Fibrillation atriale non valvulaire : un temps dans la zone thérapeutique satisfaisant suffit-il à maintenir les AVK ?

  • Bonde AN & al.
  • J Am Coll Cardiol

  • Caroline Guignot
  • Résumé d’articles
L'accès à l'intégralité du contenu de ce site est reservé uniquement aux professionnels de santé disposant d'un compte. L'accès à l'intégralité du contenu de ce site est reservé uniquement aux professionnels de santé disposant d'un compte.

À retenir

  • Une étude de base de santé danoise menée auprès des sujets en fibrillation atriale (FA) montre que la prévention des accidents thrombo-emboliques par les AVK reste délicate à mener en pratique quotidienne : si l’anticoagulation peut être efficace sur les 12 premiers mois, elle apparaît dépendante de la variabilité de l’INR au cours du temps, même chez les sujets initialement bien contrôlés. Elle montre aussi que le pronostic des sujets présentant un bon TTR (time in the therapeutic range) initial n’est pas différent à 12 mois de celui des autres patients.

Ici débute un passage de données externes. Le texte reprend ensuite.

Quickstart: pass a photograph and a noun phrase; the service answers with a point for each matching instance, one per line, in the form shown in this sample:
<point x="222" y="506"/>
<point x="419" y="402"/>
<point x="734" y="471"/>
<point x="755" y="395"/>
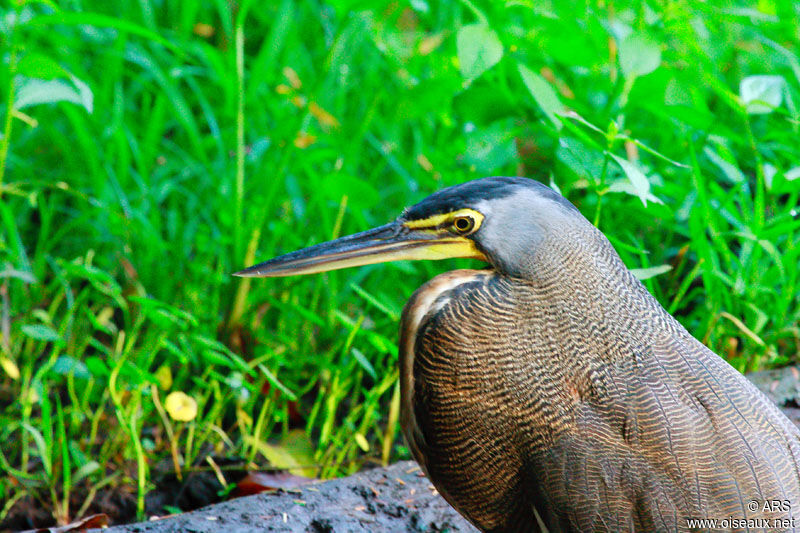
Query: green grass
<point x="219" y="138"/>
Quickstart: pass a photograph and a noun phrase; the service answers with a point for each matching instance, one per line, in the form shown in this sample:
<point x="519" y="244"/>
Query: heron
<point x="551" y="391"/>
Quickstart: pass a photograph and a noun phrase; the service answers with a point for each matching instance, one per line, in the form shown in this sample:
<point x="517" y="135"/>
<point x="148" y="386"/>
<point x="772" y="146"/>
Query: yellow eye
<point x="463" y="224"/>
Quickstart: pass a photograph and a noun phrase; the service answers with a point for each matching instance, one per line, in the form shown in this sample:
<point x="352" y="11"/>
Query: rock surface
<point x="396" y="498"/>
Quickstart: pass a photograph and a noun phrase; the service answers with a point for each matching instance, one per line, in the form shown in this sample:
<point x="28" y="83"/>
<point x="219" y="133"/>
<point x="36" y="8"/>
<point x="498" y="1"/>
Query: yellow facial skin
<point x="441" y="236"/>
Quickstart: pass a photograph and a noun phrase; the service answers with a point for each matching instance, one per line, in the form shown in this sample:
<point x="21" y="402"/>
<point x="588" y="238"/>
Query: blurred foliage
<point x="150" y="149"/>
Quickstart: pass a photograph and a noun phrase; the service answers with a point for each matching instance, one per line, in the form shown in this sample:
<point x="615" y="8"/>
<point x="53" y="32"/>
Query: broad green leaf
<point x="637" y="178"/>
<point x="294" y="452"/>
<point x="638" y="55"/>
<point x="761" y="94"/>
<point x="66" y="365"/>
<point x="40" y="66"/>
<point x="626" y="187"/>
<point x="792" y="174"/>
<point x="479" y="49"/>
<point x="34" y="91"/>
<point x="543" y="93"/>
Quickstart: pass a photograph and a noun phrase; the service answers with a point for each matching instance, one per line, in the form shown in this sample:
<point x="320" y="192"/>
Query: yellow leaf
<point x="181" y="406"/>
<point x="324" y="118"/>
<point x="362" y="442"/>
<point x="10" y="367"/>
<point x="304" y="140"/>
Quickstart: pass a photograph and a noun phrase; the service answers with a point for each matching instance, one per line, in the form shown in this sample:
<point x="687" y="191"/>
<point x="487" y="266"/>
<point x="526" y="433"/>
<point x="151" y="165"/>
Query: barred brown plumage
<point x="552" y="391"/>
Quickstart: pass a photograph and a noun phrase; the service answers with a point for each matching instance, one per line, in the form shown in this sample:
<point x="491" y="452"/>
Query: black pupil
<point x="463" y="224"/>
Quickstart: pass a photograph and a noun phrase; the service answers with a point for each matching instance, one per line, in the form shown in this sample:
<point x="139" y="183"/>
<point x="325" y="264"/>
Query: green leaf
<point x="761" y="94"/>
<point x="647" y="273"/>
<point x="34" y="91"/>
<point x="40" y="332"/>
<point x="638" y="55"/>
<point x="66" y="365"/>
<point x="40" y="66"/>
<point x="364" y="362"/>
<point x="489" y="149"/>
<point x="543" y="93"/>
<point x="479" y="49"/>
<point x="637" y="178"/>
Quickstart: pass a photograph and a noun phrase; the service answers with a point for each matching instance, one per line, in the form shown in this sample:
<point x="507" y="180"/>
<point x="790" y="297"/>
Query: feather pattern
<point x="572" y="394"/>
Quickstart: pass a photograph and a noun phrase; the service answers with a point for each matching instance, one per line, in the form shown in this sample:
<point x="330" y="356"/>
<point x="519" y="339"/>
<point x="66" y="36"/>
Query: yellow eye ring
<point x="463" y="224"/>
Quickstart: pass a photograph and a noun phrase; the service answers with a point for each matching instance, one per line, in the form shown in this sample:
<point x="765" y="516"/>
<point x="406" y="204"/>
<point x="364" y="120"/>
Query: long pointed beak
<point x="392" y="242"/>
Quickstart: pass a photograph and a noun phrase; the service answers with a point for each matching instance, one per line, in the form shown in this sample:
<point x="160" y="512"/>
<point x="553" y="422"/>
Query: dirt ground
<point x="397" y="498"/>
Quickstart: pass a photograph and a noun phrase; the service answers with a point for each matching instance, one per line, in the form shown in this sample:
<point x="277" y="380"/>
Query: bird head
<point x="498" y="220"/>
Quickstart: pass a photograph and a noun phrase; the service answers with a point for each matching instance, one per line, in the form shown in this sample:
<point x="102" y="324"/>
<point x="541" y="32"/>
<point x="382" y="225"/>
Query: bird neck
<point x="587" y="286"/>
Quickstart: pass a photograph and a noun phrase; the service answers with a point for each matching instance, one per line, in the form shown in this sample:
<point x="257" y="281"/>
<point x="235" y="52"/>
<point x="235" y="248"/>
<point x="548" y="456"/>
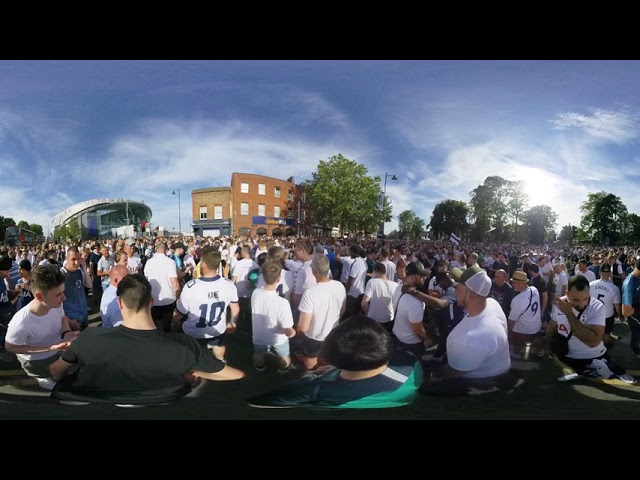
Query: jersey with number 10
<point x="205" y="301"/>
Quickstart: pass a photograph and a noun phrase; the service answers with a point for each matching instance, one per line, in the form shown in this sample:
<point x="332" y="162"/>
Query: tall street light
<point x="179" y="212"/>
<point x="384" y="197"/>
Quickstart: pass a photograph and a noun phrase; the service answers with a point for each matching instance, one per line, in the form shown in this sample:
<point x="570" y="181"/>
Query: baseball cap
<point x="474" y="278"/>
<point x="5" y="262"/>
<point x="25" y="265"/>
<point x="416" y="268"/>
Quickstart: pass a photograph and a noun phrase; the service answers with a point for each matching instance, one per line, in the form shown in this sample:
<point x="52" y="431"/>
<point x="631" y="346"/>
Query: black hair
<point x="358" y="344"/>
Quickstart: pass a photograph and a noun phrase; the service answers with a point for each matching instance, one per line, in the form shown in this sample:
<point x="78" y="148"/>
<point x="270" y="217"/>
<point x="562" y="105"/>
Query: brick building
<point x="262" y="205"/>
<point x="211" y="211"/>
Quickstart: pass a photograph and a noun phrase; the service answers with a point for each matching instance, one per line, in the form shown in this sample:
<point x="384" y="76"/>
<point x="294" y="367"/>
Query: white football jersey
<point x="205" y="300"/>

  • Aussi, le recours aux anticoagulants oraux (ACO) pourrait paraître une option satisfaisante. Pour autant, l’éditorial [1] accompagnant cette étude souligne les limites relatives à la mesure de la TTR (cf ci-dessous) et insiste sur le fait qu’un contrôle plus fréquent de l’INR, associé à un ajustement plus étroit des posologies et une meilleure éducation du patient, pourraient améliorer ces résultats et éviter le recours large aux ACO, dont le coût est supérieur et le suivi par un marqueur biologique impossible, écartant de fait la prédiction du risque thromboembolique en cas de non-observance.

Pourquoi cette étude a-t-elle été menée ?

La nécessité de basculer sous ACO en cas d’anticoagulation satisfaisante sous AVK est délicate à évaluer. Cette étude visait à apprécier le pronostic d’une large cohorte de sujets sous AVK selon les données du contrôle du TTR.

Méthodologie

L’étude a été menée parmi les bases de données danoises de santé au sein de laquelle les patients ayant suivi 6 mois de traitement par AVK après un diagnostic de FANV (fibrillation atriale non valvulaire) ont été inclus (30-99 ans, au moins 3 INR ou INR espacés de moins de 50 jours avant inclusion). Les groupes de patients présentant un TTRou < 70% (INR 2,00-3,00) ont été séparés pour être suivis durant 12 mois afin d’évaluer la survenue d’évènements thrombo-emboliques.

Principaux résultats

  • Au total, 4.772 patients en FA traités durant 6 mois par AVK ont été inclus dans les analyses : parmi eux, 35,4% avaient un TTR≥70% et 64,6% un TTR<70%, sur la base de 10 et 12 mesures respectives de l’INR (médiane). La valeur médiane et moyenne de TTR était respectivement de 82% et 83,6% dans le premier groupe, contre 49% et 46,9% dans le second groupe.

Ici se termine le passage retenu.